International Journal of Recent Trends in Engineering (IJRTE)

ISSN 1797-9617

Volume 1, Number 2, May 2009

Issue on Computer Science

Page(s): 183-185

A SVM based approach to Telugu Parts Of Speech Tagging using SVMTool

G.Sindhiya Binulal, P. Anand Goud, K.P.Soman

There are different approaches to the problem of labeling a part of speech (POS) tag to each word of a natural language sentence. Parts of speech tagging is one of the most well studied problems in the field of Natural Language Processing (NLP).Parts of speech tagging is the sequence labeling problem. Labeling a POS tag to each word of an un-annotated corpus by hand is very time consuming which results in finding a method to automate the job.
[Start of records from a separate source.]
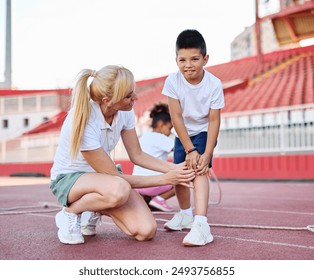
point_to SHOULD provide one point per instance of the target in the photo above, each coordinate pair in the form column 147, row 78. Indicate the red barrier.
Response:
column 272, row 167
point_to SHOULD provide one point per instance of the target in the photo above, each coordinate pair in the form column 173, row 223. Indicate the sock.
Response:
column 187, row 211
column 201, row 219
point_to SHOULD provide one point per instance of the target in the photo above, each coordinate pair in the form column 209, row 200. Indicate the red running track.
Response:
column 28, row 230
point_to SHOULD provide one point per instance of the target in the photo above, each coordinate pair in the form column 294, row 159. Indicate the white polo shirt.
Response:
column 157, row 145
column 98, row 134
column 195, row 100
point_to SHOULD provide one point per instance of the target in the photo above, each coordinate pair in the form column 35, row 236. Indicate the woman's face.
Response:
column 126, row 103
column 165, row 128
In this paper SVMTool is applied to the problem of part of speech tagging for TELUGU language. Pos tagging can be seen as multiclass classification problem. This paper mainly explains about how binary classifier can be used for multiclass classification problem. Telugu is written the way it is spoken. The tagset used in this paper consists of 10 tags. The training corpus consists of 25000 words. The obtained accuracy is around 95% for Telugu language. Better results can be achieved by increasing the corpus size.

Index Terms

SVMTool, Tagged Corpus, Tagset